If he pressured them to get an abortion, then acted like he had no idea who they were, like they were strangers meeting for the first time, when they crossed paths in the check-out aisle at the Big W.

She sighed. “Does Rainbow have other half-siblings I should know about?”

He appeared genuinely surprised. “I told you. You were the only one.”

“The only one who got pregnant?”

“I messed up one time. I’ve been faithful to my wife. I would pass a lie detector test right now.”

She believed him. Brad was a selfish prick, but he had never lied to her. She hated how easy it was to forgive him.

She watched him get out of the truck, close the passenger door, and get into his squad car in the rain, then waited for him to drive off. He seemed to do the same.

She turned on the engine, glanced at the patrol car again out of the corner of her eye, then put the truck in drive. The patrol car flashed its headlights.

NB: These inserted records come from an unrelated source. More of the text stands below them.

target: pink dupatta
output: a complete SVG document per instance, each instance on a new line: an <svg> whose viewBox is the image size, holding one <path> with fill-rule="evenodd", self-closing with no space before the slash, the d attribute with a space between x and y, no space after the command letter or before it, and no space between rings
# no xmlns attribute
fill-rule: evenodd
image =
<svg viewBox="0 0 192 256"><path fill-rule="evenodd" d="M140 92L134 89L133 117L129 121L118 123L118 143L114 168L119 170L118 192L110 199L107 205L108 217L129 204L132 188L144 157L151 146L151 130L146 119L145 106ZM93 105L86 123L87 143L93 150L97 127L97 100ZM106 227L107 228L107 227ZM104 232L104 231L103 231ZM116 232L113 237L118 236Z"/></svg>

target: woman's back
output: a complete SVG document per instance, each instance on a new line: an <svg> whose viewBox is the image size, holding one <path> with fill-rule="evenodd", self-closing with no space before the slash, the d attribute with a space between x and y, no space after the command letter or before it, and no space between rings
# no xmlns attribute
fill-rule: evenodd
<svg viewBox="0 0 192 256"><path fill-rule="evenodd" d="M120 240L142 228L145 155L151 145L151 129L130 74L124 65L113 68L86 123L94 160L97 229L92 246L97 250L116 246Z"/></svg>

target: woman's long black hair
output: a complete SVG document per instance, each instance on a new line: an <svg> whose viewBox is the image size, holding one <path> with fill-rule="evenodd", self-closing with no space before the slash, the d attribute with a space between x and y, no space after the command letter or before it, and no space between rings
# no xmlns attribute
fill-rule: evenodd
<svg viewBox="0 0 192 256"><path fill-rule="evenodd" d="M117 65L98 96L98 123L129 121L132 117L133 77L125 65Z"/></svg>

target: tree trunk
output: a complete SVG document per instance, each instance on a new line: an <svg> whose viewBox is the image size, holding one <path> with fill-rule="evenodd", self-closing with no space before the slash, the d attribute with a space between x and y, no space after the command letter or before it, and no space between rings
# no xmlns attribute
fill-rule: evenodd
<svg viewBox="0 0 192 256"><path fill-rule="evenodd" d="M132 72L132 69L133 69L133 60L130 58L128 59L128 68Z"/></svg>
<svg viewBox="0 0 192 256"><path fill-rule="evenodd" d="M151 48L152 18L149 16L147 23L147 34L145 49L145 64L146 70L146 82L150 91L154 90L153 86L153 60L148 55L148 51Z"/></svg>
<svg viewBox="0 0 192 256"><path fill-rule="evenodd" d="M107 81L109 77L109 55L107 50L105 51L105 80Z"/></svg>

She stopped at the stop sign, counted to three in her head, then signaled right, let her foot off the brake and turned the wheel.

Two hundred-dollar bills.

Everyone’s conscience manifested differently. He felt less guilty when he slipped her money. She didn’t encourage him.

He did it for himself. It was cheaper than a therapist, and she imagined it made him feel like a big fucking hero.

The dickhead was blackmailing himself.